The Chudnow Museum of Yesteryear is a former museum that was started by Avrum (Abe) M. Chudnow in 1991. The museum was housed in an 1869 residence on 839 North 11th Street Milwaukee, Wisconsin, United States. This house was formerly a clinic and home of Dr. Joseph J. Eisenberg. This house also held his extensive collection of artifacts from the late 1800s through 1970 which today make up the exhibits of the museum. In early 2021, the museum made the decision to close this location and transfer the collection to the Cedarburg History Museum.

==The Collection==
Mr. Chudnow inherited his interest in collecting from his father who was a junk and scrap peddler. When his grandparents came to the United States they began their lives in America with very little and worked hard to make a life. That hard work continued to be passed down to their grandchild, Abe. Mr. Chudnow worked his way through Marquette University Law School and graduated with a law degree in 1937. Abe worked various jobs throughout his time at Marquette including selling shoes and subscriptions to the Milwaukee Sentinel. During this time, he began collecting different mementos from each job he held, and, when he joined the Army and served with the 519th Port Battalion during World War II, he began adding military memorabilia as well.

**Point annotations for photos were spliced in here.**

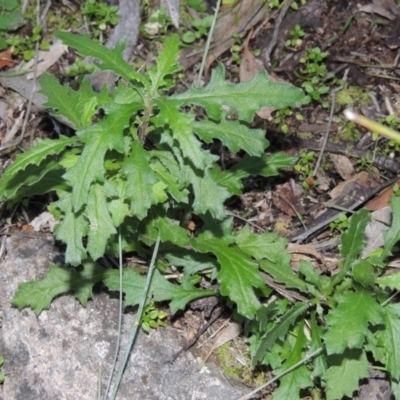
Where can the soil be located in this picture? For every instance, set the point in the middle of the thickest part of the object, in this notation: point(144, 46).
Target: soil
point(362, 40)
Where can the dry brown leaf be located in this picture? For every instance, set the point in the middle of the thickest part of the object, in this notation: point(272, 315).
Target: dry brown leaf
point(343, 165)
point(232, 331)
point(382, 200)
point(6, 58)
point(239, 19)
point(287, 201)
point(363, 178)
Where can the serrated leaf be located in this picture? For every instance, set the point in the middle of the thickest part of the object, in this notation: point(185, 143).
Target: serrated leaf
point(310, 273)
point(266, 245)
point(208, 195)
point(106, 135)
point(71, 230)
point(111, 59)
point(158, 223)
point(291, 384)
point(166, 63)
point(62, 99)
point(39, 294)
point(363, 272)
point(161, 290)
point(278, 331)
point(392, 235)
point(266, 165)
point(191, 261)
point(174, 189)
point(392, 339)
point(245, 98)
point(316, 343)
point(233, 135)
point(101, 224)
point(140, 181)
point(238, 275)
point(391, 281)
point(31, 178)
point(181, 127)
point(13, 178)
point(353, 239)
point(348, 322)
point(179, 295)
point(345, 371)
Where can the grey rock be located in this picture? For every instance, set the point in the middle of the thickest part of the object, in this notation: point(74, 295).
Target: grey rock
point(65, 351)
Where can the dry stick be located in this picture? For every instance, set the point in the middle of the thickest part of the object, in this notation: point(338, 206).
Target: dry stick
point(119, 319)
point(137, 320)
point(328, 128)
point(270, 46)
point(292, 368)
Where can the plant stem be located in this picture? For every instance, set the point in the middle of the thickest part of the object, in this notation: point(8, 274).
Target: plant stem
point(137, 320)
point(292, 368)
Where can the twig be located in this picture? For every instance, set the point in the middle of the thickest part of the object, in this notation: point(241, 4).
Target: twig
point(270, 46)
point(137, 320)
point(328, 128)
point(215, 316)
point(208, 43)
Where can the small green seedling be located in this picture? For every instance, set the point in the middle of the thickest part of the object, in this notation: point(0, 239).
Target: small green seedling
point(2, 377)
point(26, 45)
point(10, 19)
point(153, 318)
point(341, 223)
point(296, 35)
point(200, 29)
point(100, 15)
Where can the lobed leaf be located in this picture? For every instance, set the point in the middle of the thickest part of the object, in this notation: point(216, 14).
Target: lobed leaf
point(348, 322)
point(266, 165)
point(101, 224)
point(392, 340)
point(39, 294)
point(345, 371)
point(161, 289)
point(392, 235)
point(238, 273)
point(106, 135)
point(166, 63)
point(245, 98)
point(233, 135)
point(291, 384)
point(278, 331)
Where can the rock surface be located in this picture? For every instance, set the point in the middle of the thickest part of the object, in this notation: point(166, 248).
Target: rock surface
point(62, 353)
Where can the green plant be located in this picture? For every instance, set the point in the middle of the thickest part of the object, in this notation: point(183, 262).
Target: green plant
point(80, 68)
point(153, 318)
point(315, 76)
point(305, 167)
point(200, 28)
point(236, 48)
point(295, 37)
point(341, 223)
point(10, 19)
point(100, 15)
point(280, 117)
point(350, 319)
point(139, 165)
point(198, 5)
point(2, 377)
point(26, 45)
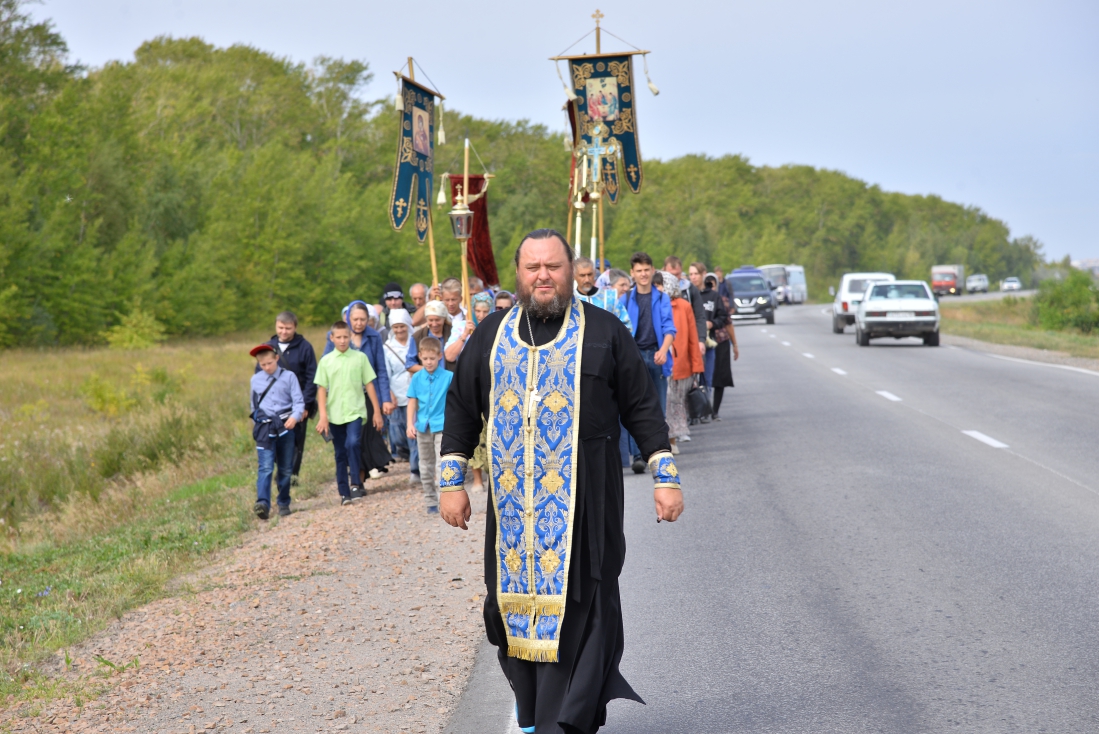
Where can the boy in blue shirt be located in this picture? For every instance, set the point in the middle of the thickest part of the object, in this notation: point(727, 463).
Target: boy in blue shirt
point(426, 406)
point(277, 406)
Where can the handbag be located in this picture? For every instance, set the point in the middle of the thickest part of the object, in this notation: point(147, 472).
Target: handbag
point(698, 403)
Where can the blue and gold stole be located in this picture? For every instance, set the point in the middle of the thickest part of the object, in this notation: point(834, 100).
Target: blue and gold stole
point(532, 434)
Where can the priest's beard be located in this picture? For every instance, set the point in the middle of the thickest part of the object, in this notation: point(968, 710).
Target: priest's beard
point(552, 309)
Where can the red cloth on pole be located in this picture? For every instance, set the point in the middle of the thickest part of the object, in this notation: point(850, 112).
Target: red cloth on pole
point(479, 246)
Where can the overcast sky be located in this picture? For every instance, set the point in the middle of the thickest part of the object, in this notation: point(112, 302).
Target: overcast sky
point(994, 104)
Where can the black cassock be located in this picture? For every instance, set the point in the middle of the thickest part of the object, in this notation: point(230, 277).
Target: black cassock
point(572, 694)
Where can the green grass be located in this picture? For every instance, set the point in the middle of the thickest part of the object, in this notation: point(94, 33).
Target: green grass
point(53, 596)
point(1010, 321)
point(119, 471)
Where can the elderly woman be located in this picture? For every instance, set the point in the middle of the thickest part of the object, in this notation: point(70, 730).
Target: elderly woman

Always proud of his collection, which included toys from his childhood as well as the mementos he collected from jobs and his military service, he began to display it at home. Over the years he began to fill his basement with items that he found at flea markets, antique shops, and from family and friends. As his house began to fill he started moving more and more of his collection to his office.

At the office Abe began displaying and organizing most of his collection. He was able to sort his collection into groupings that included items from pharmacies, breweries, barbershops, and grocery stores. He began to display the items that he moved to his office so they might be enjoyed by others. The collection continued to grow, focusing on the first half of the 20th century and the Milwaukee Jewish community.

== Creation ==
In 1991 Mr. Chudnow formally created the Chudnow Museum of Yesteryear by filing to create a 501(c) (3) museum. Shortly after that, Abe hired a curator to come into the office and begin cataloging all the items in the museum. He also began to loan out his collection as exhibits for schools, synagogues, and other organizations such as the Milwaukee Public Museum and the Milwaukee County Historical Society.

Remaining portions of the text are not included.